4. LFPT5:基于T5 Prompt Tuning的终身少样本语言学习统一框架

Title: LFPT5: A Unified Framework for Lifelong Few-shot Language Learning Based on Prompt Tuning of T5

Published: 2022-02-17

Url: http://arxiv.org/abs/2110.07298v2

Authors: Chengwei Qin,Shafiq Joty

现有的终身语言学习方法依赖大量的标签数据来学习一项新任务,这在大多数真实场景中很难获得。考虑到人类可以不断地从几个例子中学习新的任务,我们期望这些模型也能够很好地概括新的几次任务,而不会忘记以前的任务。在这项工作中,我们将这一更具挑战性但又实用的问题定义为终身少数语言学习(LFLL),并基于T5的快速调整提出了一个统一的框架。我们的LFPT5框架充分利用了PT强大的学习能力,同时将模型训练为任务求解器和adata生成器。在学习同一任务类型的新领域之前,LFPT5生成先前学习领域的伪(标记)样本,然后在学习新领域时对这些样本进行训练,以减轻对先前知识的遗忘。此外,KL发散损失最小化,以实现前一个模型和当前模型之间的标签一致性。在适应新任务类型的同时,LFPT5还包括并调整新任务的其他提示。通过大量实验,我们证明了LFPT5可以应用于各种不同类型的任务,并且在不同的LFLL设置下显著优于以前的方法。
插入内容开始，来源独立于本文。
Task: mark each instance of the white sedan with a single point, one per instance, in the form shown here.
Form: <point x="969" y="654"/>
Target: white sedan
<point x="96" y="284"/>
Existing approaches to lifelong language learning rely on plenty of labeleddata for learning a new task, which is hard to obtain in most real scenarios.Considering that humans can continually learn new tasks from a handful ofexamples, we expect the models also to be able to generalize well on newfew-shot tasks without forgetting the previous ones. In this work, we definethis more challenging yet practical problem as Lifelong Few-shot LanguageLearning (LFLL) and propose a unified framework for it based on prompt tuningof T5. Our framework called LFPT5 takes full advantage of PT's strong few-shotlearning ability, and simultaneously trains the model as a task solver and adata generator. Before learning a new domain of the same task type, LFPT5generates pseudo (labeled) samples of previously learned domains, and latergets trained on those samples to alleviate forgetting of previous knowledge asit learns the new domain. In addition, a KL divergence loss is minimized toachieve label consistency between the previous and the current model. Whileadapting to a new task type, LFPT5 includes and tunes additional promptembeddings for the new task. With extensive experiments, we demonstrate thatLFPT5 can be applied to various different types of tasks and significantlyoutperform previous methods in different LFLL settings.

5. 通过提示学习进行领域适应

Title: Domain Adaptation via Prompt Learning

Published: 2022-02-14

Url: http://arxiv.org/abs/2202.06687v1

Authors: Chunjiang Ge,Rui Huang,Mixue Xie,Zihang Lai,Shiji Song,Shuang Li,Gao Huang

无监督域自适应(Unsupervised domain adaption,UDA)旨在将从带注释的源域学习到的模型自适应到只给出未标记样本的目标域。当前的UDA方法通过对齐源和目标特征空间来学习域不变特征。这种一致性是由统计差异最小化或对抗性训练等约束条件强加的。然而,这些语义约束会导致类的可分辨性丧失。在本文中,我们介绍了一种新的UDA快速学习范式,即通过快速学习的领域适应(DAPL)。与之前的工作相比,我们的方法使用预先训练的视觉语言模型,只优化了很少的参数。其主要思想是将领域信息嵌入到提示中,这是一种从自然语言生成的表示形式,然后用于执行分类。该域信息仅由来自同一域的图像共享,因此根据每个域动态调整分类器。通过采用这种范例,我们表明,我们的模型不仅在几种跨领域基准测试上优于以前的方法,而且训练效率高,易于实现。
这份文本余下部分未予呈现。